Les notaires des Alpes-Ma

Les notaires des Alpes-Maritimes s’emparent de l’IA

Bien loin de l’étiquette passéiste que certains leur collent parfois, les notaires, en exercice et en devenir, étaient nombreux fin mars à la faculté de Droit de Nice à se projeter dans l’IA.
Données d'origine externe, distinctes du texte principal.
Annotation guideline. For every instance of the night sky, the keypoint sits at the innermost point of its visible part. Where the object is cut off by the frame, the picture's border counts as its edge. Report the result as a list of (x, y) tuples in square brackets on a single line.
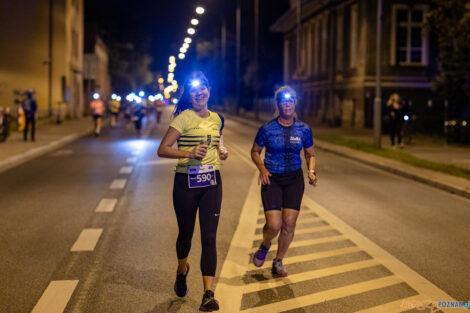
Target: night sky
[(159, 27)]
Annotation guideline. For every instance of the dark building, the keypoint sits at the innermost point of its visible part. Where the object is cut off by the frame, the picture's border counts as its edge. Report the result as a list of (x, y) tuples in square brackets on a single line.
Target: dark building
[(335, 67)]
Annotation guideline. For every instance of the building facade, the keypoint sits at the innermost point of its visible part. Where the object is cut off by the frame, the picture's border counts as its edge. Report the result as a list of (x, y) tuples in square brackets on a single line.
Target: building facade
[(334, 63), (25, 38)]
« Les notaires ont toujours été à la pointe de l’utilisation des nouvelles technologies. Le notaire, qui était l’homme du papier, est devenu un spécialiste de l’écran, de la tablette », a glissé le Pr Mathias Latina en introduction de l’événement, « De l’intelligence artificielle à l’intelligence notariale », organisé le 27 mars par sa faculté, la chambre des notaires des Alpes-Maritimes, le CERDP et le Gredeg. « Le notariat sait se former, s’intéresser et avancer vers ces nouvelles technologies  », a poursuivi le directeur du master droit notarial. « En 20 ans, on est passé de l’ère totalement papier à 90 % environ de numérisation des processus existants », a confirmé Me Christian Revelli, directeur du numérique et des services informatiques au sein du Conseil supérieur du notariat (CSN). « Nous sommes à la fin d’un cycle, d’autres éléments apparaissent », a-t-il ajouté, en référence à l’IA, qualifiée de « révolution ».
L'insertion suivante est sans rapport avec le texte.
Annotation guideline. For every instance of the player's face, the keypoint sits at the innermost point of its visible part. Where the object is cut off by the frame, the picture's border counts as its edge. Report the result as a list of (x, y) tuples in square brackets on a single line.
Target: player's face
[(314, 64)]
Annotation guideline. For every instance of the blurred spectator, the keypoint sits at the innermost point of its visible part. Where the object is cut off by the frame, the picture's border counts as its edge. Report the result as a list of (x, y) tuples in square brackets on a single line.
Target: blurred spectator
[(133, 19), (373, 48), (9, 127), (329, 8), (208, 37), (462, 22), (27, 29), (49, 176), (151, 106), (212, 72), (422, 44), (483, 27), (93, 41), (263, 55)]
« Notre objectif est multiple avec ce colloque et notamment que vous ayez conscience de la révolution qui est en marche  », a avancé Me Hervé Accorsi, président de la chambre des notaires 06, soulignant «  la nécessité d’appréhender et de s’emparer de l’intelligence artificielle et de faire comprendre à nos collaborateurs l’intérêt de ne pas rater le train  ». « Nous avons souhaité que ce colloque soit en connexion directe avec notre activité professionnelle  », a-t-il confié.

Indispensable formation

Le professeur Mathias Latina ©S.G

Deux tables rondes, la première sur l’IA et l’efficacité de l’étude, animée par Me Hervé Accorsi, la seconde sur l’IA et la précision notariale, animée par Me Camille Issert, notaire à Nice, ont complété les propos introductifs et la conférence de Me Revelli. Ce dernier a exposé la stratégie numérique du CSN, qui repose sur quatre axes : souveraineté, renforcement, développement et révolution. Il a insisté sur la formation, indispensable pour « maîtriser la technologie et son environnement » face aux «  risques de piratage et d’exfiltration de données  ». Me Éric Caprioli, avocat spécialiste du numérique, a tenu à préciser qu’avec l’IA, «  la matière encadrante » était « relativement pauvre », qu’il y « avait beaucoup de risques », le premier étant l’être humain. L’avocat a recommandé que chaque étude (comme d’ailleurs chaque entreprise) dispose d’une charte d’utilisation de l’IA. Autre enjeu abordé devant le public (nombreux) de l’amphithéâtre 202 du campus Trotabas, composé majoritairement d’étudiants et de notaires : celui de l’emploi. Pour Me Laurent Libouban, notaire à Nice, passionné de nouvelles technologies mais qui ne se revendique pas spécialiste de l’IA, cette dernière représente une opportunité, pas une menace. Il rappelle d’ailleurs que « depuis de nombreuses années, les révolutions technologiques dans le notariat n’ont jamais fait baisser les effectifs », «  qui sont en constante augmentation depuis 30 ans. Mais la formation est absolument indispensable  ».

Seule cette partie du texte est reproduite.